Ainsi entourée, une voix élégante fait des allers-retours entre un rôle d’obscur conteur d’histoires occultes, tirant profit d’une ambiance narrative introduite dès le premier titre avec les hurlements bestiaux à la fin de "Wolf" et trouvant son paroxysme à l’occasion de "The Swamp Monster", spoken-word angoissant, et une race particulière de crooner non-ringard, prenant de beaux accents dramatiques ("My Silent House") voire carrément désespérés ("Groom Of Doom"). On en réhabiliterait presque le mythe du frontman littéraire qu’incarnait Jim Morrison quand il picolait juste ce qu’il fallait : le jeu sur les assonances ("Groom Of Doom" encore) fascine, le langage est fluide, gracieux et habité, trouve toujours parfaitement sa place au sein des grands mouvements de crescendos et climax.
Les variations d’intensité sont donc particulièrement bien menées. On note d’ailleurs qu’à l’exception de "Sweety", un petit 7 temps tranquillou, bluesy et orientalisant évoquant plutôt un paisible trip halluciné, qu’on aimerait écouter allongé dans le désert, les titres de Spells That Rhyme maintiennent une tension constante qui nous oblige à rester debout, bien sur nos appuis, prêt à twister si besoin est.
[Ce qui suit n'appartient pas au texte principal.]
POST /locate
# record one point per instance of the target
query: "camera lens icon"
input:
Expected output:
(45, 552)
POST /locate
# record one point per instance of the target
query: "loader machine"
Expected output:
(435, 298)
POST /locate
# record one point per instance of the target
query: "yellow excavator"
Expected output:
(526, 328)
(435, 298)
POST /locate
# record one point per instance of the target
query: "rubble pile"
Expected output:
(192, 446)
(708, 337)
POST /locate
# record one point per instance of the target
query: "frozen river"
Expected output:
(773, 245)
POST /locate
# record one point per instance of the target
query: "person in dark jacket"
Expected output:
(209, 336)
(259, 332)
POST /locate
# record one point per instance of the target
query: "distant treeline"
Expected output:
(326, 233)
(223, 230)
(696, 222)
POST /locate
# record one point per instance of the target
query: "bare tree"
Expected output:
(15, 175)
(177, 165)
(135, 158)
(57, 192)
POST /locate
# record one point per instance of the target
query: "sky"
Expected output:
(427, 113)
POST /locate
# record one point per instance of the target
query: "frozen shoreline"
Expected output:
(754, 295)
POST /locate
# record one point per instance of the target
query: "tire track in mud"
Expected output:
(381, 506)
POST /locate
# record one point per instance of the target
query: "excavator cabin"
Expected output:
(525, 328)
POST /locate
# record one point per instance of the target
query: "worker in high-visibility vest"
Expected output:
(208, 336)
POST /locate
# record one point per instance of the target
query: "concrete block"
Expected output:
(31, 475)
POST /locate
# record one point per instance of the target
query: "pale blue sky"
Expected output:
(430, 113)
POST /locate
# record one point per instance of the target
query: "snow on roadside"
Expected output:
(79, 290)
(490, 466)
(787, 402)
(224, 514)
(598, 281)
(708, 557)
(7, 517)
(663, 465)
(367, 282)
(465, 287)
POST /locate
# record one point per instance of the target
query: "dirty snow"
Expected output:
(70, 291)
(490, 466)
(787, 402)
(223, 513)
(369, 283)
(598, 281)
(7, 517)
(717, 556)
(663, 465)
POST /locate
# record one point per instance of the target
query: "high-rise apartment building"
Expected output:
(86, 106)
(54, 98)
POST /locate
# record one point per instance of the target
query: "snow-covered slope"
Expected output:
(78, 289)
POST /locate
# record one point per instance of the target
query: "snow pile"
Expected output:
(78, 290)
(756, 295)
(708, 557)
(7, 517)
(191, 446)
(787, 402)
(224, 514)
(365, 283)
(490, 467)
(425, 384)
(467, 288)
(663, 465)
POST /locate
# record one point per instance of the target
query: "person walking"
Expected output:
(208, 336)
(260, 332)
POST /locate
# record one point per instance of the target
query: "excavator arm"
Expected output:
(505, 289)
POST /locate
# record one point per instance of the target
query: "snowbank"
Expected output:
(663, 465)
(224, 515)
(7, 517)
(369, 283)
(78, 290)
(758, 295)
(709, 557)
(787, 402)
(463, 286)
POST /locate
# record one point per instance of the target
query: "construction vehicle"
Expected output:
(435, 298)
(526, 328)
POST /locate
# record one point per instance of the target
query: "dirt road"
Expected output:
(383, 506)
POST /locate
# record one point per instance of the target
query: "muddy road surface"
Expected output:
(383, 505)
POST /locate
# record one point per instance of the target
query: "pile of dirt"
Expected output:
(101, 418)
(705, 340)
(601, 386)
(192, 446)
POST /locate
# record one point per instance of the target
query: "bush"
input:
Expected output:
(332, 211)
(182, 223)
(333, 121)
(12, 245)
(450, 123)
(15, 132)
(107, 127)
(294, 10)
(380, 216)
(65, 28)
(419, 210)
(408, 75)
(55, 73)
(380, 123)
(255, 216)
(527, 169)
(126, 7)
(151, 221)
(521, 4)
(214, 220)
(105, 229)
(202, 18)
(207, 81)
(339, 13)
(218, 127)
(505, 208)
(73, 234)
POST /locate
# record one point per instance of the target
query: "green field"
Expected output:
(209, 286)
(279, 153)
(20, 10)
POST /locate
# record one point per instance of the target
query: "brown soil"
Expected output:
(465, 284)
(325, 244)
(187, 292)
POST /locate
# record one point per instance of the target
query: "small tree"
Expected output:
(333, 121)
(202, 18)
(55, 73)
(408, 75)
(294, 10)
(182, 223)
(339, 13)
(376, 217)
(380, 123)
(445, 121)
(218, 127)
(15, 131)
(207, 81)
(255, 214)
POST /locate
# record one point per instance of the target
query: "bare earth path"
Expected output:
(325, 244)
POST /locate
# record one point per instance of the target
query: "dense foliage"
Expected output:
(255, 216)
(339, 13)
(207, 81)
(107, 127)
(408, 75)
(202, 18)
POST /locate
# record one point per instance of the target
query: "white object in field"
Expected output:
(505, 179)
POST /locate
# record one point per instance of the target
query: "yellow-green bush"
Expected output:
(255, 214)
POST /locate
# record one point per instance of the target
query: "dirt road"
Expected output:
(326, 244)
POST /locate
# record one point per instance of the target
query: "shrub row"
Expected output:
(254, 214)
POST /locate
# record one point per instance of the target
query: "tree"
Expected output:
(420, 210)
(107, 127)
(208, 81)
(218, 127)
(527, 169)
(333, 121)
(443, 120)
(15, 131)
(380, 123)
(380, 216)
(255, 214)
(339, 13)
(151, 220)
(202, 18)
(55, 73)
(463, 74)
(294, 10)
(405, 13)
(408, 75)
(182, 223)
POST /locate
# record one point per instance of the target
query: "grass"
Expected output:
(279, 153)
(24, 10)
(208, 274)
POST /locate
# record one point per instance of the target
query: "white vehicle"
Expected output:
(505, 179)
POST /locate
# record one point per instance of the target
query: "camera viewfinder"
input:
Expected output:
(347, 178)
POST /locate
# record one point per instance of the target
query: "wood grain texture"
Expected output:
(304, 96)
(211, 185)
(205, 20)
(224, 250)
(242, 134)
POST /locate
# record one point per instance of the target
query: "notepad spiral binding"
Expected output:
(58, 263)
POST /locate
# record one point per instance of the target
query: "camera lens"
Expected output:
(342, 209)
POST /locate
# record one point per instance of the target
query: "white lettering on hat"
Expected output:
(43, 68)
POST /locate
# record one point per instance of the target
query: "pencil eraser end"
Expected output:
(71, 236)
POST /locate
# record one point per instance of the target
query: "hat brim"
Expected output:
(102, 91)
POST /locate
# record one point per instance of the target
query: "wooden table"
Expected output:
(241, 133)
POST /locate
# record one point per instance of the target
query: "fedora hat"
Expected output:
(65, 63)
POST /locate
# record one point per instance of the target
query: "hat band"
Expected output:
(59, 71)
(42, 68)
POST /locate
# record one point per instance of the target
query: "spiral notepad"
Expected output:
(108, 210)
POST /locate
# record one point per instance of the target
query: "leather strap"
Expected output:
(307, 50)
Le thème de la danse est central, le terme est même présent dans deux titres ("Watching Jarvis Dance" et "Dancing With Druids"), et exploré à fond ; danse de la joie, cérémonie cabalistique ou folie désarticulée, on est en mouvement constant sans pour autant se prendre les pieds dans la redite à aucun moment.
Ainsi Sweat Like An Ape! parvient à créer un album très uniforme et cohérent, explorant un registre unique mais l’explorant à fond, sans négliger aucune piste. Spells That Rhyme est accrocheur, que l’on se focalise sur l’instrumental, au groove furieux et contagieux, ou sur la voix, qui raconte des histoires passionantes avec force charisme. La production s’est améliorée sur cet album, le groupe bordelais est en progression, on suivra donc avec attention ses prochaines pérégrinations, que l’on espère trouver dans une division supérieure.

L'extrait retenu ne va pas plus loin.